Cameron White playing in the Big Bash League for the Melbourne Renegades.
Cameron White playing in the Big Bash League for the Melbourne Renegades. DAVID KAPERNICK

White slams Aussie selectors for ignoring domestic form

VICTORIAN Bushrangers veteran Cameron White has slammed Australia's selectors and lamented the current domestic landscape, which he believes dilutes the importance of Sheffield Shield cricket.

White made more runs than any other player in this season's Matador Cup, averaging 76 for the tournament with two half-centuries and two tons.

Despite impressive numbers that complement his excellent Shield form, the 33-year-old hasn't represented Australia since January 2015.

Even when spots opened up due to injury, poor form or rest and rotation, the selectors have opted for younger players to fill the breach.

And White is not happy.

"I'm just a little worried to be honest, on the importance the selectors are putting on domestic cricket," White told RSN 927 Breakfast radio.

"For years, the strength of the Australian game has been the domestic game. I'm just not sure that there has been much importance put on that and it worries me for the future of Australian cricket and the strength of Australian cricket."

Without mentioning his name, Sam Heazlett appears to be White's case in point. With no one-day games for Queensland under his belt (but six for the national performance squad, making one ton and two 50s), he was thrust into the green and gold at Eden Park on Monday and made four in Australia's thrilling loss.

All up, none of the top 18 run-scorers in the most recent 50-over Matador Cup carnival are in the Australian one-day team.

Moises Henriques was second to White for runs scored, while Daniel Hughes, Alex Doolan and Callum Ferguson rounded out the top five. Nic Maddinson (ninth) got his crack at Test level shortly after the Matador Cup, but is yet to play ODI cricket and hasn't earned a T20I cap since November 2014.

"We've seen with selection over the last period of time that the Big Bash seems to be the be-all and end-all," White said.

"You can get picked to play for Australian in any format out of the Big Bash, really. It doesn't make a lot of sense.

"I grew up watching and dreaming of playing for Australia and thinking 'how hard is it going to be to get a game for Australia and earn the absolute right?'. Now it sort of seems like in some terms and some stages is a development team. For me, playing for Australia isn't about giving you a chance to develop. Domestic cricket is where that happens and at Futures League."

White is not against playing youth per se, rather he just believes it should be 'the right' young players that are given the opportunity represent their country - taking particular issue with an incessant and fundamentally flawed search for "the one".

"I hear about 'the one' - like this next-generation player we are looking to find. Well, aren't they the easiest players to find?" he said.

"The Ricky Pontings of the world that play at 17 are absolute freaks. You don't need to search for them. They are the absolute gun players. Those outstanding players play when they are young because they are ready.
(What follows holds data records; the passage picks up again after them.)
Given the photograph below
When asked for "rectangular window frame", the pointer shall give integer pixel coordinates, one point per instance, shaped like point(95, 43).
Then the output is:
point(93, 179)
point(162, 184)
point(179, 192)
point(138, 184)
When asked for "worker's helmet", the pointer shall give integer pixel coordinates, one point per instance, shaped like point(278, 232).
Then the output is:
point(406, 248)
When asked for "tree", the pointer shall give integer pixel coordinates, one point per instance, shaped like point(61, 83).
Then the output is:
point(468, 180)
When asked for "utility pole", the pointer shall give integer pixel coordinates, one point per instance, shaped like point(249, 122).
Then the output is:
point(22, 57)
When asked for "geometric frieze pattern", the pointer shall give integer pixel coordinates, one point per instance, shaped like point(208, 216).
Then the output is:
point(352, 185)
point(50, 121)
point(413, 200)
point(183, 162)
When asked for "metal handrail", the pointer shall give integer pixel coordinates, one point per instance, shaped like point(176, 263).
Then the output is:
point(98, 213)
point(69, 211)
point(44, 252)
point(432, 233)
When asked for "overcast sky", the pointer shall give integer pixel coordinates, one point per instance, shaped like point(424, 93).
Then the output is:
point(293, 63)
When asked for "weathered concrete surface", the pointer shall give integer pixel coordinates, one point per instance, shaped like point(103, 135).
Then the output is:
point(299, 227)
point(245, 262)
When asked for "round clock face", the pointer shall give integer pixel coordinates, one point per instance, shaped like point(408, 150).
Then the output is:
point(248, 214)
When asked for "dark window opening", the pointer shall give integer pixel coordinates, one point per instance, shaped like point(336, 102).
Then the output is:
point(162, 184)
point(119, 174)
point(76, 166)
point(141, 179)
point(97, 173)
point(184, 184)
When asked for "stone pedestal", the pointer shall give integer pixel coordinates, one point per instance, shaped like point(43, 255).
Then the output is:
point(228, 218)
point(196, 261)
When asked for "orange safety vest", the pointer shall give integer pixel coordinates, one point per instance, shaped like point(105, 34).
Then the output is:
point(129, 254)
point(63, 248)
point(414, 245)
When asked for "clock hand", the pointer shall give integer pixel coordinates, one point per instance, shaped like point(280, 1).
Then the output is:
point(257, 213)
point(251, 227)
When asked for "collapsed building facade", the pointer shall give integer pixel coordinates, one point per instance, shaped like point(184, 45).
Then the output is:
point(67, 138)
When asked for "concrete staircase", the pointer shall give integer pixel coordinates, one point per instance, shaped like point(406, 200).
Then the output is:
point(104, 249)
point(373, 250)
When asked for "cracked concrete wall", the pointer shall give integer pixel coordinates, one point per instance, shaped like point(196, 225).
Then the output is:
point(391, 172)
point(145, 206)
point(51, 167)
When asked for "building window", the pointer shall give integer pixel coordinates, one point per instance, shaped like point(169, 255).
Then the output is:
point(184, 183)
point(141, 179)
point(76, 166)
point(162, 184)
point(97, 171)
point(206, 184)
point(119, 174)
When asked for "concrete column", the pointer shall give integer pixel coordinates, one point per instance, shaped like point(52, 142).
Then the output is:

"I'm not against young players playing at all. I'm just not sure about them coming into the Australian team to develop."

White has played 155 first-class games since debuting as a teenager in the 2000-01 season. Back then, franchise cricket did not exist and red-ball cricket was a clear priority for any aspiring Australian representative.

Now he is concerned the goalposts have shifted for all the wrong reasons.

"The worry for me is that if I'm a young player sitting at home, I'm thinking I'm not going to worry about state cricket, I'm just going to put all my energy into the Big Bash," he said.

"Whatever I do, I'm just going to try and get a Big Bash contract somewhere because I know that's a great opportunity to picked for Australia."